With Jadon Sancho suspended, Borussia Dortmund turned to captain Marco Reus to end a run of three consecutive Bundesliga draws. Once again, the video assistant referee also caused controversy.
The tension was palpable. Borussia Dortmund had been in this position multiple times in recent weeks, approaching full-time with one-goal leads that they had ultimately failed to defend.
Eintracht Frankfurt, Werder Bremen and SC Freiburg all managed to break through and deny the Black and Yellows three points, consigning them to three consecutive 2-2 draws which saw them go into this Saturday's game in ninth place. And now, league leaders Borussia Mönchengladbach were also pushing hard for an equalizer.
When Mats Hummels slid into the back of Patrick Herrmann in the six-yard box, it looked like they would have their chance from the spot — but referee Sascha Stegemann waved play on. The visitors' bench was up in arms — and rightly so; the Dortmund defender had played the leg, not the ball.
"Sorry, but that's a clear penalty," said Gladbach head coach Marco Rose. "Yes, that's clear," his Dortmund counterpart Lucien Favre agreed. "It's a shame the video assistant didn't intervene," added Gladbach midfielder Christoph Kramer.
But there was no call from Cologne and Dortmund held on for a 1-0 win on an evening that could have been much less tense for the home team were it not for an earlier decision in which the video assistant referee did intervene — and decisively.

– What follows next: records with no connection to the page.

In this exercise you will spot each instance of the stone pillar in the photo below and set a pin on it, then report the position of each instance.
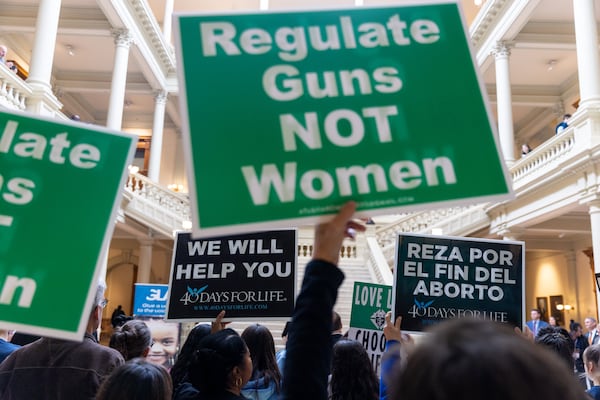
(573, 297)
(123, 41)
(42, 100)
(588, 60)
(179, 175)
(145, 261)
(594, 210)
(167, 20)
(160, 99)
(503, 95)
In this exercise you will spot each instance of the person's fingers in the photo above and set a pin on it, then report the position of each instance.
(356, 226)
(398, 322)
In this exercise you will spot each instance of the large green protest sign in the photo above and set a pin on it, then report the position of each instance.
(287, 115)
(444, 277)
(370, 303)
(60, 184)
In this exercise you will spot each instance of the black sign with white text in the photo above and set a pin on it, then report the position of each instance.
(250, 276)
(442, 277)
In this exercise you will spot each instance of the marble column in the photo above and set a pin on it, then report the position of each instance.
(160, 100)
(588, 59)
(594, 210)
(167, 20)
(123, 41)
(504, 102)
(42, 100)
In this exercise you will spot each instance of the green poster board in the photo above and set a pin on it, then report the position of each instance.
(288, 115)
(370, 303)
(60, 185)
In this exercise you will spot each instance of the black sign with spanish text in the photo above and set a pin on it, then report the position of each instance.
(443, 277)
(250, 276)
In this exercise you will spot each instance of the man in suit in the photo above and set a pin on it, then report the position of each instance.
(592, 330)
(536, 323)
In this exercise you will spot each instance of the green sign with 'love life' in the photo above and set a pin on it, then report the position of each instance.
(287, 115)
(60, 186)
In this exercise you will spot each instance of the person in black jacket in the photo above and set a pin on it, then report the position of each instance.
(308, 354)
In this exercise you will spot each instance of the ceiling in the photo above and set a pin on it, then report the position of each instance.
(82, 80)
(542, 89)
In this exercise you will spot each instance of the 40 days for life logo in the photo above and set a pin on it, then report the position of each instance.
(200, 295)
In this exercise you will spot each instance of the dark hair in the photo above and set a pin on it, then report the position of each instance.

Just after the half-hour mark, Thorgan Hazard, playing in place of Jadon Sancho after the English teenager was suspended for returning late from international duty, drove determinedly towards goal and unleashed a shot so ferocious that Yann Sommer could only help it on its way into the net.
It was his first goal for Dortmund, and it had come against his former club — or at least it would have been had Marco Reus' retreating heel not been one millimeter offside three passes earlier in the build-up. Not that any of the Gladbach players had noticed the indiscretion, nor the coaching staff, nor any of the 81,300 fans inside a sold-out Westfalenstadion.

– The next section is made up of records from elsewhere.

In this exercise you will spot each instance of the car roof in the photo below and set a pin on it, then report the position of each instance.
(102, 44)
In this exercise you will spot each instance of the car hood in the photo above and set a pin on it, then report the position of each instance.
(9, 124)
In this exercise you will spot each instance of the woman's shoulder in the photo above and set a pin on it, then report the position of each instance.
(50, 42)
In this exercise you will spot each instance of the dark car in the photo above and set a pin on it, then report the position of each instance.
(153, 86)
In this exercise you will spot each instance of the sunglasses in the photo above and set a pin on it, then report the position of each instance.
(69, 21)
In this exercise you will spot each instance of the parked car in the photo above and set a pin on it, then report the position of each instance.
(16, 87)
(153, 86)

But the video assistant with his calibrated lines in a cellar in Cologne had noticed, and rules are rules. The familiar chants of "You're destroying our sport" — and other less polite messages — for the German Football Association (DFB) echoed around the ground and came from both sets of supporters.
Their matchday experience, to which they actively contribute by audibly and visibly supporting their teams, had been damaged once again. But the DFB will insist that the correct decision was reached and, as we all know, one hundred percent perfection in football is what really matters.
Back on the pitch, both sides canceled each other out for large periods, operating in different formations – Dortmund in Favre's favored 4-3-3 and Gladbach in a 4-2-3-1 – but both aggressively pressing.
Both sides were effective in winning the ball but failed to transition successfully, Breel Embolo too often isolated upfront for the visitors while Dortmund were operating without a recognized striker in the absence of the injured Paco Alcacer.
When chances were created, both teams could also fall back on Swiss goalkeepers, Dortmund's Roman Bürki saving from Konrad Laimer and Embolo and Gadbach's Sommer parrying Hummels' header.
But there was nothing Sommer could do about Reus' winner, the Dortmund captain making no mistake after being fed through by Hazard.
"We're happy that we've finally come away with a victory," commented Reus. "We have some tough fixtures ahead of us so today has pointed us in the right direction."
That tough run of games begins with Inter Milan away in the Champions League this week before a trip to Gelsenkirchen to face archrivals Schalke next Saturday, something which hadn't slipped the minds of the massed ranks on the Yellow Wall.
"We want a derby victory!" they roared after their team had successfully run down the six minutes of injury time. By that time, of course, Schalke themselves could be top of the league. Dortmund would take another one-goal win there, no matter how great the tension.